Understanding Write Append #114

JohnOmernik · 2017-03-24T20:07:49Z

So when we write with append = true is there any good docs on how this works? Write now, I am managing the data files.

Ideally, we'd append to a file in the directory and keep appending until it reaches a certain size, then I want it roll over to a new file. (Performance specific to block sizes in HDFS). Would it be just a good thing that once it reaches a certain size to take the current file and move it to a different file? and then the next write would just start a new file?

so let's say I set a filename to myoutput.parq...

fname = "myoutput.parq"
fastparquet.write(fname, df, append=True)
if sizeof(fname) > 512m: # this is peudo code
curtime = int(time.time())
mv fname curtime.parq

Would that work as intended? I like the append option, but I want to ensure I managing my outputs well.

Thanks!

martindurant · 2017-03-24T20:35:14Z

While this should work, I would warn against repeatedly using append with small writes - accumulate the data in memory first and write infrequently. The reason is that each append will create a new row-group and write to the metadata, which will eventually become very large as a result.

Something like

out = []
while True:  # some good number here
    out.append(get_next_row)
    if len(out) > 100000000:   # or some number known to have memory footprint < 512M
        break
df = dataframe_from(out)
fastparquet.write("part.%i.parq" % time.time(), df)
or
fastparquet.write('output.parq', df, file_scheme='hive', append=True)

In the former case of write you could use fastparquet.writer.merge to create the metadata when you are done.
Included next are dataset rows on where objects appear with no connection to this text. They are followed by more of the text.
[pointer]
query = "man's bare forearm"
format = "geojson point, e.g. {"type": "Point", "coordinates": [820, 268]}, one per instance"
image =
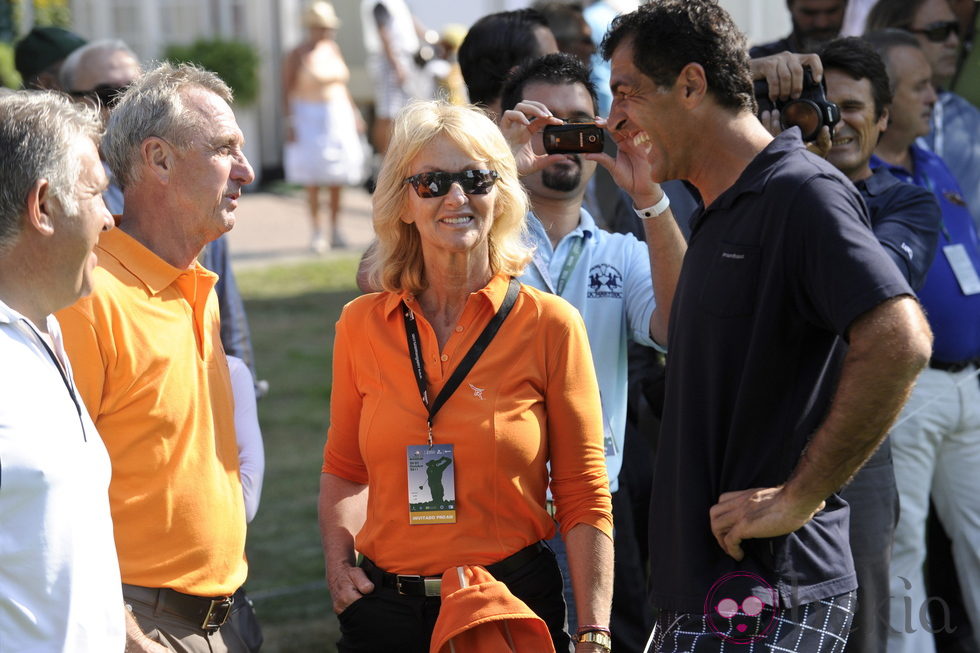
{"type": "Point", "coordinates": [889, 346]}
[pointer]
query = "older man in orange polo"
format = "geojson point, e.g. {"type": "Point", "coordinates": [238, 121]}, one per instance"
{"type": "Point", "coordinates": [149, 363]}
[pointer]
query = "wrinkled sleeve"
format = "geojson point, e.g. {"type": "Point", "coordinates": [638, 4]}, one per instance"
{"type": "Point", "coordinates": [842, 268]}
{"type": "Point", "coordinates": [908, 228]}
{"type": "Point", "coordinates": [640, 300]}
{"type": "Point", "coordinates": [89, 361]}
{"type": "Point", "coordinates": [579, 481]}
{"type": "Point", "coordinates": [342, 454]}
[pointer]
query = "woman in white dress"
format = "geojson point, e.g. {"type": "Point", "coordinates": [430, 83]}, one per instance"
{"type": "Point", "coordinates": [323, 146]}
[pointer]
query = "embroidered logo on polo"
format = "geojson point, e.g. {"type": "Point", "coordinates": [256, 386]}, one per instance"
{"type": "Point", "coordinates": [605, 281]}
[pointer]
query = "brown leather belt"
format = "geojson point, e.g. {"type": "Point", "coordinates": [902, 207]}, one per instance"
{"type": "Point", "coordinates": [206, 612]}
{"type": "Point", "coordinates": [412, 585]}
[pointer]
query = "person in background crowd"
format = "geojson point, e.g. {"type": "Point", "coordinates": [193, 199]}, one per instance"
{"type": "Point", "coordinates": [815, 23]}
{"type": "Point", "coordinates": [322, 144]}
{"type": "Point", "coordinates": [149, 362]}
{"type": "Point", "coordinates": [391, 37]}
{"type": "Point", "coordinates": [98, 73]}
{"type": "Point", "coordinates": [622, 288]}
{"type": "Point", "coordinates": [759, 431]}
{"type": "Point", "coordinates": [449, 212]}
{"type": "Point", "coordinates": [905, 218]}
{"type": "Point", "coordinates": [59, 575]}
{"type": "Point", "coordinates": [955, 123]}
{"type": "Point", "coordinates": [936, 442]}
{"type": "Point", "coordinates": [494, 46]}
{"type": "Point", "coordinates": [39, 55]}
{"type": "Point", "coordinates": [567, 23]}
{"type": "Point", "coordinates": [599, 14]}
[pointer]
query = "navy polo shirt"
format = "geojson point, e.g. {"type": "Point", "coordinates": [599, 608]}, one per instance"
{"type": "Point", "coordinates": [777, 268]}
{"type": "Point", "coordinates": [905, 219]}
{"type": "Point", "coordinates": [953, 316]}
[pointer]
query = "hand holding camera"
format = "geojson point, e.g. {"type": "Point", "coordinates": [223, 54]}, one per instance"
{"type": "Point", "coordinates": [804, 105]}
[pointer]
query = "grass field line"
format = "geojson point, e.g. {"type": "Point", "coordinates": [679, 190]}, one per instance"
{"type": "Point", "coordinates": [275, 593]}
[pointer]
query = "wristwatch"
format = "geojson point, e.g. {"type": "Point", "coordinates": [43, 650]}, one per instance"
{"type": "Point", "coordinates": [596, 637]}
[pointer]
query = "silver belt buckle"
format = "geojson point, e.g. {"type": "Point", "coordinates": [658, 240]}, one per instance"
{"type": "Point", "coordinates": [433, 586]}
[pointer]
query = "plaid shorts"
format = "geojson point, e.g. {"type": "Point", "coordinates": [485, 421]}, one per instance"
{"type": "Point", "coordinates": [818, 627]}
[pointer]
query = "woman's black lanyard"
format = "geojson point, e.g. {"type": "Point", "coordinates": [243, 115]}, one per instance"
{"type": "Point", "coordinates": [465, 365]}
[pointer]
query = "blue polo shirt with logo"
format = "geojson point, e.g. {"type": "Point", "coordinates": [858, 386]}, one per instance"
{"type": "Point", "coordinates": [777, 268]}
{"type": "Point", "coordinates": [610, 285]}
{"type": "Point", "coordinates": [953, 315]}
{"type": "Point", "coordinates": [905, 218]}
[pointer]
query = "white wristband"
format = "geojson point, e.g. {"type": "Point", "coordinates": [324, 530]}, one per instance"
{"type": "Point", "coordinates": [655, 210]}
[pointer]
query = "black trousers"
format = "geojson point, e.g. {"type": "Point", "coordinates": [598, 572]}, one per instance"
{"type": "Point", "coordinates": [385, 621]}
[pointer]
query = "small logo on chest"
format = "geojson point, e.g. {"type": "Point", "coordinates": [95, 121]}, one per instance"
{"type": "Point", "coordinates": [605, 281]}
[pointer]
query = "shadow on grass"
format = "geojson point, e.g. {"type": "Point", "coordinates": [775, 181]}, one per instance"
{"type": "Point", "coordinates": [293, 339]}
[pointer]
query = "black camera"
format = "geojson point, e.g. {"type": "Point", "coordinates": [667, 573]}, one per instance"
{"type": "Point", "coordinates": [811, 111]}
{"type": "Point", "coordinates": [573, 137]}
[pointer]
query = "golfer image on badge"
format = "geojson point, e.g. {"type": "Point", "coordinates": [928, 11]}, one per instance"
{"type": "Point", "coordinates": [431, 484]}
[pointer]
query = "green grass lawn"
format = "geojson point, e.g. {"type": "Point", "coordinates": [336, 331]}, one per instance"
{"type": "Point", "coordinates": [292, 311]}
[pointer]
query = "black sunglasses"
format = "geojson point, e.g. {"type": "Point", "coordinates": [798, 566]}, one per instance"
{"type": "Point", "coordinates": [939, 31]}
{"type": "Point", "coordinates": [104, 94]}
{"type": "Point", "coordinates": [437, 184]}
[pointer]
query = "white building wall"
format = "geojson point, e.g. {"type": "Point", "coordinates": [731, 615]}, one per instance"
{"type": "Point", "coordinates": [274, 26]}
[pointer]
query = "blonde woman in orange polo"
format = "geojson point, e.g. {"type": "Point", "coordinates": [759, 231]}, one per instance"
{"type": "Point", "coordinates": [425, 469]}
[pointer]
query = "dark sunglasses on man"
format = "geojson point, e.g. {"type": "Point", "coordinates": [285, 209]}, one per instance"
{"type": "Point", "coordinates": [437, 184]}
{"type": "Point", "coordinates": [104, 94]}
{"type": "Point", "coordinates": [939, 31]}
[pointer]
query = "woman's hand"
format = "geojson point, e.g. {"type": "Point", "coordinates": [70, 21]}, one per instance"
{"type": "Point", "coordinates": [519, 125]}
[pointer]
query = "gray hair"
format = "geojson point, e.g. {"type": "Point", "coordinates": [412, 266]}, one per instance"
{"type": "Point", "coordinates": [69, 69]}
{"type": "Point", "coordinates": [153, 106]}
{"type": "Point", "coordinates": [38, 135]}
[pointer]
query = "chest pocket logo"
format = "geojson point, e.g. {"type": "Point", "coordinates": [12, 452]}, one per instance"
{"type": "Point", "coordinates": [605, 281]}
{"type": "Point", "coordinates": [731, 284]}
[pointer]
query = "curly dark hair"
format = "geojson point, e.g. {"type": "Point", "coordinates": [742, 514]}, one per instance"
{"type": "Point", "coordinates": [559, 68]}
{"type": "Point", "coordinates": [858, 58]}
{"type": "Point", "coordinates": [669, 34]}
{"type": "Point", "coordinates": [493, 46]}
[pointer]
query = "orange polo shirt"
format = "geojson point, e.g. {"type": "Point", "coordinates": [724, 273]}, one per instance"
{"type": "Point", "coordinates": [531, 398]}
{"type": "Point", "coordinates": [148, 361]}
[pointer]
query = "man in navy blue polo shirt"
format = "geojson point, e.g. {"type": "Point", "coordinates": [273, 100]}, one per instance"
{"type": "Point", "coordinates": [905, 219]}
{"type": "Point", "coordinates": [749, 541]}
{"type": "Point", "coordinates": [936, 442]}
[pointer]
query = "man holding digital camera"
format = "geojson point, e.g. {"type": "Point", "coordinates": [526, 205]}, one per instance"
{"type": "Point", "coordinates": [622, 287]}
{"type": "Point", "coordinates": [762, 423]}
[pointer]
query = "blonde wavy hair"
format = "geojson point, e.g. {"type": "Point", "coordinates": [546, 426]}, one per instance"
{"type": "Point", "coordinates": [396, 263]}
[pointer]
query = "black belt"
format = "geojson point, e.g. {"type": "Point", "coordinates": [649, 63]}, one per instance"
{"type": "Point", "coordinates": [412, 585]}
{"type": "Point", "coordinates": [954, 367]}
{"type": "Point", "coordinates": [207, 613]}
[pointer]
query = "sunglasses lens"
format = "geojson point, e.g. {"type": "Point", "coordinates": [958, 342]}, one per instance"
{"type": "Point", "coordinates": [437, 184]}
{"type": "Point", "coordinates": [478, 182]}
{"type": "Point", "coordinates": [432, 184]}
{"type": "Point", "coordinates": [939, 32]}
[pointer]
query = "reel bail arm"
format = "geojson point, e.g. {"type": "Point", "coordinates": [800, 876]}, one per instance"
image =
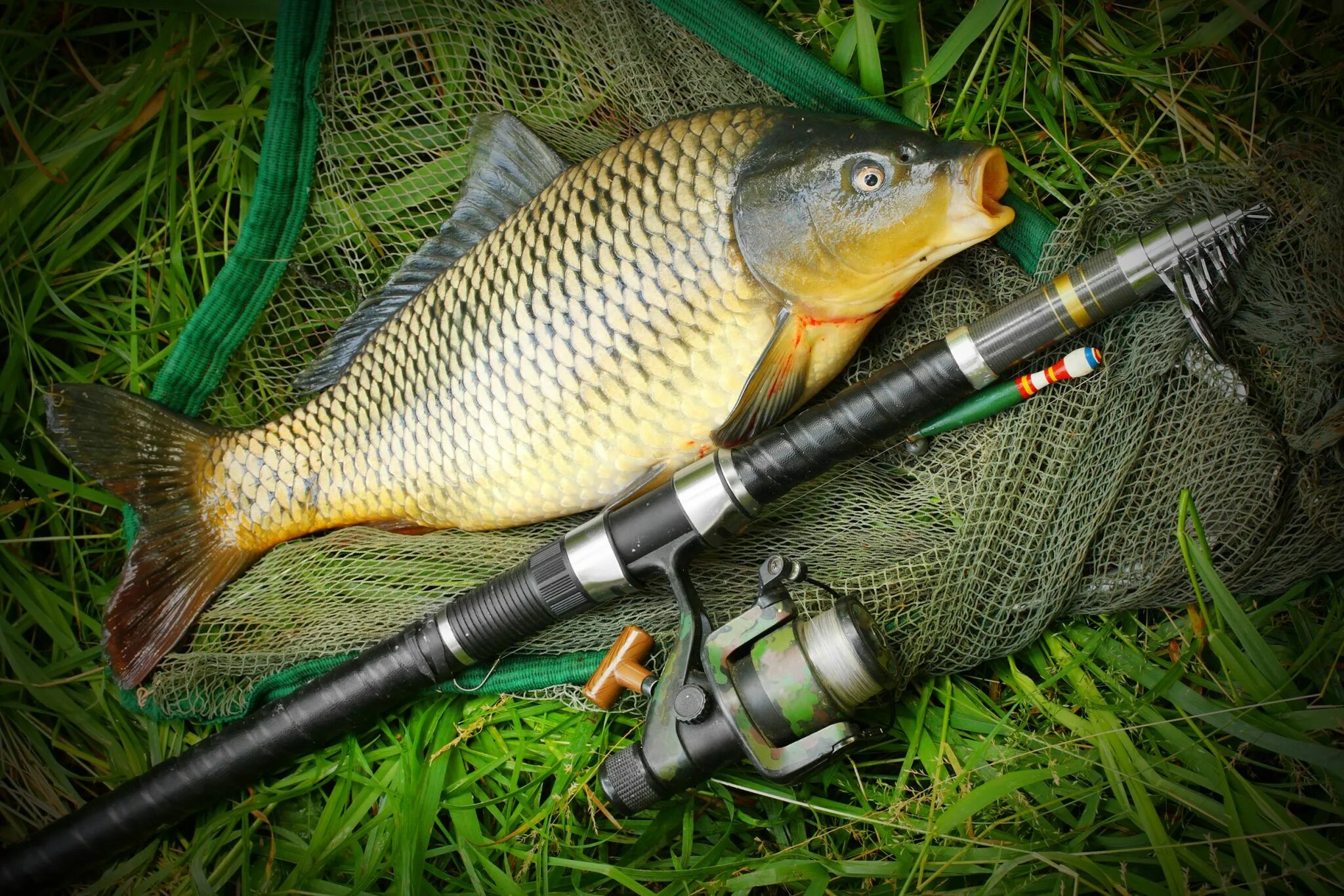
{"type": "Point", "coordinates": [768, 687]}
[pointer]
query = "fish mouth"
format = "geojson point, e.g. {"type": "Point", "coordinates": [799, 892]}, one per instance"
{"type": "Point", "coordinates": [987, 183]}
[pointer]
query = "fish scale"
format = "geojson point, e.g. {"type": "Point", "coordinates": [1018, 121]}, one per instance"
{"type": "Point", "coordinates": [570, 335]}
{"type": "Point", "coordinates": [542, 373]}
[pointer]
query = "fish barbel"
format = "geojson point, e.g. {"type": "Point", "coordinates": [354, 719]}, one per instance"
{"type": "Point", "coordinates": [573, 335]}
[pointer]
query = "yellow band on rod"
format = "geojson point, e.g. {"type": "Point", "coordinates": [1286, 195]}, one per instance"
{"type": "Point", "coordinates": [1069, 296]}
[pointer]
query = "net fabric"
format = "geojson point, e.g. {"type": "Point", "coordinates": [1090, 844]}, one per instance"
{"type": "Point", "coordinates": [1062, 506]}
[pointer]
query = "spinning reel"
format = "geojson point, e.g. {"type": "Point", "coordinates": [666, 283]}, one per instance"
{"type": "Point", "coordinates": [768, 687]}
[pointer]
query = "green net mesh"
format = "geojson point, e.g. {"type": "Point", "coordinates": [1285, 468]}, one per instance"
{"type": "Point", "coordinates": [1063, 506]}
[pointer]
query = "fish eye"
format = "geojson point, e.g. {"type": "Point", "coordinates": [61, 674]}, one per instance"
{"type": "Point", "coordinates": [867, 176]}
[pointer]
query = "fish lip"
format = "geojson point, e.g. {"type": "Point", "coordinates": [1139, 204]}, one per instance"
{"type": "Point", "coordinates": [987, 182]}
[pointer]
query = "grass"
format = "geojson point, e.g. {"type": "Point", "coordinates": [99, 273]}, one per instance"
{"type": "Point", "coordinates": [1195, 748]}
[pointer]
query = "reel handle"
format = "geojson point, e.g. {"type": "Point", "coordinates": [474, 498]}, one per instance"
{"type": "Point", "coordinates": [623, 668]}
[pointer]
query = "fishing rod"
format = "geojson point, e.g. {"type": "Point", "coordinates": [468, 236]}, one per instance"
{"type": "Point", "coordinates": [768, 687]}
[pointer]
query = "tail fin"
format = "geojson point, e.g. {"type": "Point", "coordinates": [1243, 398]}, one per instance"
{"type": "Point", "coordinates": [151, 458]}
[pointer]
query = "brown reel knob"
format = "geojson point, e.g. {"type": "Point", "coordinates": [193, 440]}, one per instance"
{"type": "Point", "coordinates": [621, 668]}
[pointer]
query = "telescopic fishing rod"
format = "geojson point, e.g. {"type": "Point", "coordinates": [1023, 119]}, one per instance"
{"type": "Point", "coordinates": [766, 687]}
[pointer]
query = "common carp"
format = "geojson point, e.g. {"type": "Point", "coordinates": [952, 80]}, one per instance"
{"type": "Point", "coordinates": [573, 335]}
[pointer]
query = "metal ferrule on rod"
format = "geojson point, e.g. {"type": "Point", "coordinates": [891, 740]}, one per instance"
{"type": "Point", "coordinates": [705, 504]}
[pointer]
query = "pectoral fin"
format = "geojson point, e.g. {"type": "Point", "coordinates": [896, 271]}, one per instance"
{"type": "Point", "coordinates": [646, 481]}
{"type": "Point", "coordinates": [774, 387]}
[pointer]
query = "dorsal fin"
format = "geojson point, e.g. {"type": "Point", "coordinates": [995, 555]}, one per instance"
{"type": "Point", "coordinates": [510, 165]}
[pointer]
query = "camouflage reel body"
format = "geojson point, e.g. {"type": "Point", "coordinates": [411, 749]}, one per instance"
{"type": "Point", "coordinates": [768, 687]}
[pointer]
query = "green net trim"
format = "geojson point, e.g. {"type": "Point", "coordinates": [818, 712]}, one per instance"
{"type": "Point", "coordinates": [511, 675]}
{"type": "Point", "coordinates": [277, 211]}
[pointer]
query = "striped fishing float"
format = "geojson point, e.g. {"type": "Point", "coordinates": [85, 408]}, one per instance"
{"type": "Point", "coordinates": [655, 537]}
{"type": "Point", "coordinates": [1078, 363]}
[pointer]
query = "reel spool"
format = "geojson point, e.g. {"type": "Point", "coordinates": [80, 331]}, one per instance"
{"type": "Point", "coordinates": [768, 687]}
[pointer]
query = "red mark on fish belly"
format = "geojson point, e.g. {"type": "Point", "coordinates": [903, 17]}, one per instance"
{"type": "Point", "coordinates": [856, 319]}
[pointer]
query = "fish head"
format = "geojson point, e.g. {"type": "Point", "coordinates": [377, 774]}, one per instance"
{"type": "Point", "coordinates": [839, 216]}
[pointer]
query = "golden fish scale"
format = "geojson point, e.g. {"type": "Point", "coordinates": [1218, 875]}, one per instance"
{"type": "Point", "coordinates": [606, 327]}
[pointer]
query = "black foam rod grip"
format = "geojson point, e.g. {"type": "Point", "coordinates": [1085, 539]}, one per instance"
{"type": "Point", "coordinates": [889, 403]}
{"type": "Point", "coordinates": [350, 697]}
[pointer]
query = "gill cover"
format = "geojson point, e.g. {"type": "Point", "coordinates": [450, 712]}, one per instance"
{"type": "Point", "coordinates": [823, 245]}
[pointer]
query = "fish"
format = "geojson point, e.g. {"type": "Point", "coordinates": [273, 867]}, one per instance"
{"type": "Point", "coordinates": [572, 336]}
The 'hive' case already splits the output into files.

JohnOmernik · 2017-03-24T21:55:54Z

The challenge I have is wanting to keep data that is incoming somewhat current for querying, while maintaining row group efficiency. Especially at certain times the data velocity may be slow causing a lack of writing because we are waiting for a certain size. Perhaps we could do this method of append with lots of small writes, and then add a process that takes an input parquet file with many row groups and rewrites it as if it were one large write ( less row groups). Ideally if we could write this new file to a temp location or file.then replace the old file with the new one. Thoughts?

…

On Mar 24, 2017 3:35 PM, "Martin Durant" ***@***.***> wrote: While this should work, I would warn against repeatedly using append with small writes - accumulate the data in memory first and write infrequently. The reason is that each append will create a new row-group and write to the metadata, which will eventually become very large as a result. Something like out = [] while True: # some good number here out.append(get_next_row) if len(out) > 100000000: # or some number known to have memory footprint < 512M break df = dataframe_from(out) fastparquet.write("part.%i.parq" % time.time(), df) or fastparquet.write('output.parq', df, file_scheme='hive', append=True) In the former case of write you could use fastparquet.writer.merge to create the metadata when you are done. The 'hive' case already splits the output into files. — You are receiving this because you authored the thread. Reply to this email directly, view it on GitHub <#114 (comment)>, or mute the thread <https://github.com/notifications/unsubscribe-auth/AB1zUcL8nTkXzCA0fpvrGqMadWBQ3jGeks5rpCkCgaJpZM4MottH> .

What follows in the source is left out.